I am the sibling that lives the closest to her but also I've assumed, more or less, that I will take on the role of local carer. I have a young child and I'm embarking on a new career, so I could never be the full time care for her, but I will certainly be the 'go to' person.
This is not happening yet or indeed in the foreseeable future, as my mother is very healthy and doing well.
But I am getting glimpses of something that I hadn't seen before.
She seems to be more vulnerable and also takes offense more quickly then in past years.
She assumes that when I'm upset about something and I'm showing it in my face, that it has something to do with her or she has done something or that I don't want her here with me.

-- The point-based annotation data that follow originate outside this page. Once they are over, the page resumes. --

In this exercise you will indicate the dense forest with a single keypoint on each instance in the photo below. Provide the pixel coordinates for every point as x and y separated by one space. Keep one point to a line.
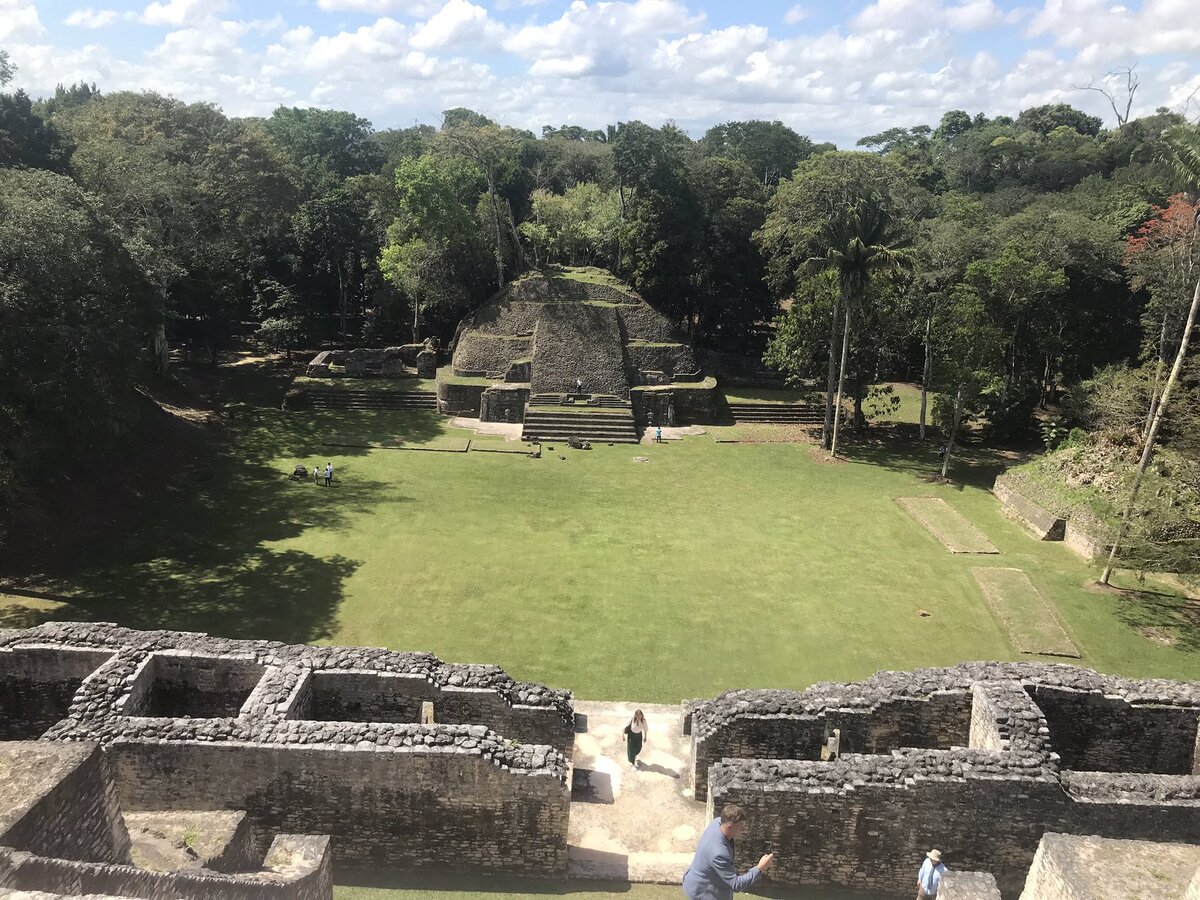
1008 264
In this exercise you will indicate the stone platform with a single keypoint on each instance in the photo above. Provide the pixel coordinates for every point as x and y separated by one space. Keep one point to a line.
631 825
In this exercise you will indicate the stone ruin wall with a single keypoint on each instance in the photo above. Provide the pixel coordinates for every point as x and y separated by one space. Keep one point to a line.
190 721
964 759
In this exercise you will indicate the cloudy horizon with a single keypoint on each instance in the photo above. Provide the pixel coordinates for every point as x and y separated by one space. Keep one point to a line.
834 72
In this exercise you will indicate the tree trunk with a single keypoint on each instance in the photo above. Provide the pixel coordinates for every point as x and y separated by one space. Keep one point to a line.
841 383
496 222
1158 375
341 299
831 379
1147 451
161 349
954 431
927 373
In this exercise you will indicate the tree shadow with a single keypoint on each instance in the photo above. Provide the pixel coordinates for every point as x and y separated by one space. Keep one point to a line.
1164 618
205 555
892 448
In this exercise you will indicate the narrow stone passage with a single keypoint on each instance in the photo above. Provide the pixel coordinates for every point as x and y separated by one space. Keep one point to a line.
631 825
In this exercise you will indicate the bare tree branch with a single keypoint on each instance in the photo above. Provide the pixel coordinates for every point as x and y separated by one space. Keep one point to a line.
1119 87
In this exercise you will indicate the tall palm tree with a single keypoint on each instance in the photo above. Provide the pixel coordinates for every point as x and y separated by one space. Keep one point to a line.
862 241
1182 156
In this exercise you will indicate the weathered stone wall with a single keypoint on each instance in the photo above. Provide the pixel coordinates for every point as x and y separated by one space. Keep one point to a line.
666 358
456 399
969 886
1101 733
771 726
503 405
652 408
868 822
300 870
579 341
1042 522
441 804
480 353
37 685
868 819
1086 868
69 809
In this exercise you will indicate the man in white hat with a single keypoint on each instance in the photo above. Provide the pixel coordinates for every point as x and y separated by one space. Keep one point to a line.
929 879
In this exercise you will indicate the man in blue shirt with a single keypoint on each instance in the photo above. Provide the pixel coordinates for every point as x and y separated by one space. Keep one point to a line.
929 879
712 875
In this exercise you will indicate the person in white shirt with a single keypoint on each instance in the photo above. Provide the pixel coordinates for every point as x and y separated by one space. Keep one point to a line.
635 735
929 879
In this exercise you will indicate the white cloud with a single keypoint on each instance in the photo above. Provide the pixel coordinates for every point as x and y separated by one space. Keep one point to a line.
457 22
177 13
90 18
19 22
795 15
378 7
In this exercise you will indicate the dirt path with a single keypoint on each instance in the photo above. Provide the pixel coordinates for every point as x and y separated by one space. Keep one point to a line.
631 825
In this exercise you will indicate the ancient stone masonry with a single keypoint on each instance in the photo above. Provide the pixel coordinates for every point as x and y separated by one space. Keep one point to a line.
323 739
856 781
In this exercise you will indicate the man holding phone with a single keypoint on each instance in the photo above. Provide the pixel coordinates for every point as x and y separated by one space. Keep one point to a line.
712 875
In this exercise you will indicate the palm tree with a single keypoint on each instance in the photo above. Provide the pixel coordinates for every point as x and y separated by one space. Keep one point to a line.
863 241
1182 156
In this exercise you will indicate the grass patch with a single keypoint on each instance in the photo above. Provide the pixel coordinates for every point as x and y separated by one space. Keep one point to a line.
587 562
771 395
447 376
1026 617
706 384
947 525
383 385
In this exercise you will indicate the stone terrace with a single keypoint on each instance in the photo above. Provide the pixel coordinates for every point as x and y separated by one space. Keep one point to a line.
971 759
367 745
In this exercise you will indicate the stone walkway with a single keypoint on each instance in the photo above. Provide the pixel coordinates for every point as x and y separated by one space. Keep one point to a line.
631 825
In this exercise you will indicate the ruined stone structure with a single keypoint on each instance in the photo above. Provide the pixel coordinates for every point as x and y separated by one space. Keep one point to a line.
400 759
419 359
527 347
286 757
856 781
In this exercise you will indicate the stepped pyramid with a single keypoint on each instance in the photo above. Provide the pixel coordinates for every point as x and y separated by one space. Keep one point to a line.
528 348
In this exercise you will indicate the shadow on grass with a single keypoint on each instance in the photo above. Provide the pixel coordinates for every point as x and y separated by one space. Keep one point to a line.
898 448
205 557
1164 618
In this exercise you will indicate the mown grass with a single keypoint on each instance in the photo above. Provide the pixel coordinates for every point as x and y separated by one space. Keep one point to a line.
706 568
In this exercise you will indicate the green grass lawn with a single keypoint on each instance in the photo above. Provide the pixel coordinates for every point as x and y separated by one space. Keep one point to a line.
706 568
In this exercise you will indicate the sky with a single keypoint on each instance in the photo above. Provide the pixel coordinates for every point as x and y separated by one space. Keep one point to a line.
834 71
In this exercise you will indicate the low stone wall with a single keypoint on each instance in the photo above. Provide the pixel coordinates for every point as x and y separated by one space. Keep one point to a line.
385 361
63 803
201 723
298 868
989 783
666 358
969 886
1086 867
37 687
455 399
1085 544
414 796
1043 523
503 403
1098 733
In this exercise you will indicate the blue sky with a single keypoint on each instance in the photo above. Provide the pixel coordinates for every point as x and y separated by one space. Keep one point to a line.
833 71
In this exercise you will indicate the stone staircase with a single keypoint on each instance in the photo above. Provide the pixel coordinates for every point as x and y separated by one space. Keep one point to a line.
778 413
352 399
600 423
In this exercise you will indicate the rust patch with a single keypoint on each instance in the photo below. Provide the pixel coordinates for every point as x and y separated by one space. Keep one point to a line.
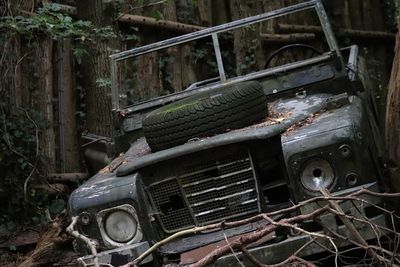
307 121
195 255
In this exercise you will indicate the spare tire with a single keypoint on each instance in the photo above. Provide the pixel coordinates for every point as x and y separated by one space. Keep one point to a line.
205 114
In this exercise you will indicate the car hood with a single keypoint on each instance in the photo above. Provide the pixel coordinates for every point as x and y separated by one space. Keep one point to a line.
283 114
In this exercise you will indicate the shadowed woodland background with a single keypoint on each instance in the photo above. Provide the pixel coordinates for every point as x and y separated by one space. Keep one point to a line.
55 76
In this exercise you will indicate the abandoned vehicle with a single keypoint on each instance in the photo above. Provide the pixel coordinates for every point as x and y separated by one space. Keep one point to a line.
229 148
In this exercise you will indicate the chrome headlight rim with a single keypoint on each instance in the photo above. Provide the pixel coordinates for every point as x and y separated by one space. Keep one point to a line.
101 221
317 170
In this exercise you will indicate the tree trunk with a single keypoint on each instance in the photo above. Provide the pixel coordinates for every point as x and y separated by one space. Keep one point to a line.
249 54
44 102
96 68
393 121
66 98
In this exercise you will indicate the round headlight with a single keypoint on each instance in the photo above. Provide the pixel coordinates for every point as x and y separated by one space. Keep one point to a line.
317 174
120 226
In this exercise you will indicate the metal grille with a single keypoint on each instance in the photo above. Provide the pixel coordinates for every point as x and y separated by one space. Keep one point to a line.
208 192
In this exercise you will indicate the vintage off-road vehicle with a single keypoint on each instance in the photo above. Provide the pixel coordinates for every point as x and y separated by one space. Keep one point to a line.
227 149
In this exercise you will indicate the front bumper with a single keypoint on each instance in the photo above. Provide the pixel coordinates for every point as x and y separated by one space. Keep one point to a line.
118 256
278 252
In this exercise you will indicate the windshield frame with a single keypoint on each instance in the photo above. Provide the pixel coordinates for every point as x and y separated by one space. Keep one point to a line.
213 32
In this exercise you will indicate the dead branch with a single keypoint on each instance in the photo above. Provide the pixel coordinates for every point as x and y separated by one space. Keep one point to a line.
67 177
91 245
165 24
360 34
252 237
353 230
287 38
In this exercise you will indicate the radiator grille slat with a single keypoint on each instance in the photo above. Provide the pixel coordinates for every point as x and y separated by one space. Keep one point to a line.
209 192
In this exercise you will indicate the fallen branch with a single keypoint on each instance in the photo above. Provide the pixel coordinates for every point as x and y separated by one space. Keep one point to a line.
67 177
273 225
353 230
165 24
287 38
70 230
361 34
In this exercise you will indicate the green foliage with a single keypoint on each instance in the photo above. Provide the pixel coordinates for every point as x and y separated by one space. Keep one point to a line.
50 21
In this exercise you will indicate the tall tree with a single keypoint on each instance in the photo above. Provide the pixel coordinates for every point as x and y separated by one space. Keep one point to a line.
393 120
96 68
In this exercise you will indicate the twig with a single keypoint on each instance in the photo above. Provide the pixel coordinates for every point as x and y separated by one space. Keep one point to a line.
352 229
233 252
87 241
37 153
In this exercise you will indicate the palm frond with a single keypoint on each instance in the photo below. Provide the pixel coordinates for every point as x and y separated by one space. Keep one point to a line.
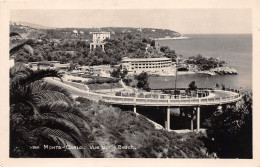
19 46
14 34
49 120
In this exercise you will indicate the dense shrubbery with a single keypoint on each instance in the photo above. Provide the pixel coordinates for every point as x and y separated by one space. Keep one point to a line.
112 126
143 81
101 80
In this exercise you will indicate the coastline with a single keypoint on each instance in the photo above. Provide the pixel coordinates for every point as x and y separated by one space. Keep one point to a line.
167 38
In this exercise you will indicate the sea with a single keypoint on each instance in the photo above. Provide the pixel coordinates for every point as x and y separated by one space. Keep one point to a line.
234 49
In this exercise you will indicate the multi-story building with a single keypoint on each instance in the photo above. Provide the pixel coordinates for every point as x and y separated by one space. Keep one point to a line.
161 66
98 40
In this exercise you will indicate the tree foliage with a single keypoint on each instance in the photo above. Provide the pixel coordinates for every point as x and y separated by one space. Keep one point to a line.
205 63
230 131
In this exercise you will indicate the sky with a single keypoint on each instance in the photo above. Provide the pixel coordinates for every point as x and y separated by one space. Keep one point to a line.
185 21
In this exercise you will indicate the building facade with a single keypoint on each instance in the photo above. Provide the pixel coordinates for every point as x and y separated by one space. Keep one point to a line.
161 66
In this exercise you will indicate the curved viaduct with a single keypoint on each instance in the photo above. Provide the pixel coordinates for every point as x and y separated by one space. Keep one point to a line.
215 97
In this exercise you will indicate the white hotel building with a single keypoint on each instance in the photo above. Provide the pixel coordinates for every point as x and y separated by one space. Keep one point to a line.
159 66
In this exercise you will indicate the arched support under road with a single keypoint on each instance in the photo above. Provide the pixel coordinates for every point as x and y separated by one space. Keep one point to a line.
198 118
135 109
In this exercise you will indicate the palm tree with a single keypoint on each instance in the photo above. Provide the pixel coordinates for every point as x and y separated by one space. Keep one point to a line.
42 114
43 119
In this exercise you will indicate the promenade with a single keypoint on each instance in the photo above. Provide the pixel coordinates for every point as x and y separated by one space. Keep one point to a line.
215 97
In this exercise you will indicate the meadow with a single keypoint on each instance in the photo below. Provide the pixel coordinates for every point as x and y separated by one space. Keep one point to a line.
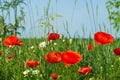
101 59
55 56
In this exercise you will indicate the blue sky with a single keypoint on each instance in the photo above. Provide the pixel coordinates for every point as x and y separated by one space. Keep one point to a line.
77 17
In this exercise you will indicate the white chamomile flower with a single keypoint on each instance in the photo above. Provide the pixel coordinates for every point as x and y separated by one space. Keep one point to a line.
35 71
42 44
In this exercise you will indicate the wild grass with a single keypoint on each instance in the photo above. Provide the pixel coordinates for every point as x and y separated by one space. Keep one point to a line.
105 65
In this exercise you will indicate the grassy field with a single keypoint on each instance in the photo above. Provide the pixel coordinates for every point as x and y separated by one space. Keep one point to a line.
104 63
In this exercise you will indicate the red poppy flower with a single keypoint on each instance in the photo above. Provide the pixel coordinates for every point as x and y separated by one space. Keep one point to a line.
9 56
32 63
70 57
117 51
53 57
54 76
90 47
84 70
103 38
54 36
12 40
0 53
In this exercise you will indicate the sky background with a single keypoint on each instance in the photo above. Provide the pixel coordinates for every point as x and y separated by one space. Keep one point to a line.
80 21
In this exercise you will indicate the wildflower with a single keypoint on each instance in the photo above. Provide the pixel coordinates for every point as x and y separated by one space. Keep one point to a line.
70 57
117 51
0 53
42 44
9 56
53 36
55 44
70 41
84 70
35 71
26 72
103 38
53 57
0 39
11 41
90 47
54 76
32 63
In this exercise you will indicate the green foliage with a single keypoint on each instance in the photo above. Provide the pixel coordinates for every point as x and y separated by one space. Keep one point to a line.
113 7
11 17
105 65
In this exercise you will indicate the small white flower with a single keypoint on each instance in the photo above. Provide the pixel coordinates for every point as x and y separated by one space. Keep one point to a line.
55 44
26 72
42 44
35 71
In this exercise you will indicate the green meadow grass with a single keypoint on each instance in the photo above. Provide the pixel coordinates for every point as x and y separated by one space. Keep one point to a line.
104 63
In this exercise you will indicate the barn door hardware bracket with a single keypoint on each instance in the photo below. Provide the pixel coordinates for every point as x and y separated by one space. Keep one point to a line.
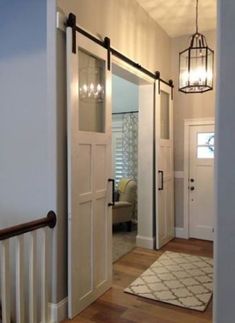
107 45
71 22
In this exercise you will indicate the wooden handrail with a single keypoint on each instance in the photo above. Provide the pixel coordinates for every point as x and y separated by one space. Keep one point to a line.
48 221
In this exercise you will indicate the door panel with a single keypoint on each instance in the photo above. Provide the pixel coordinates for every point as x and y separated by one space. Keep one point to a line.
164 165
201 182
89 167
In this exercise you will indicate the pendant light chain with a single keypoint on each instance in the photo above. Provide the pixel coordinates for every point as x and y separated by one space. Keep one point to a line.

And this is what she did tonight.
After a long story time, my daughter finally cleaned her teeth and climbed into bed. Lots of kisses and hugs from me and her grandma, and her door was closed and I could finish off my chores. I had a wash to get on, so I whizzed around picking up bits of dirty clothing and threw them in the machine. Mum said something, and I simply replied that I needed to get the wash on before it got too late.
Next thing I know, mum is picking up her bag and leaving. There is no kiss goodnight, just a good bye.
What do I do? Should I just let it ride? Was she offended? Do I apologise?
This is really frustrating. It's not easy being a single mum and I really do appreciate all the help she gives me, but I could do without these moody moments or is this simply a by-product of getting older?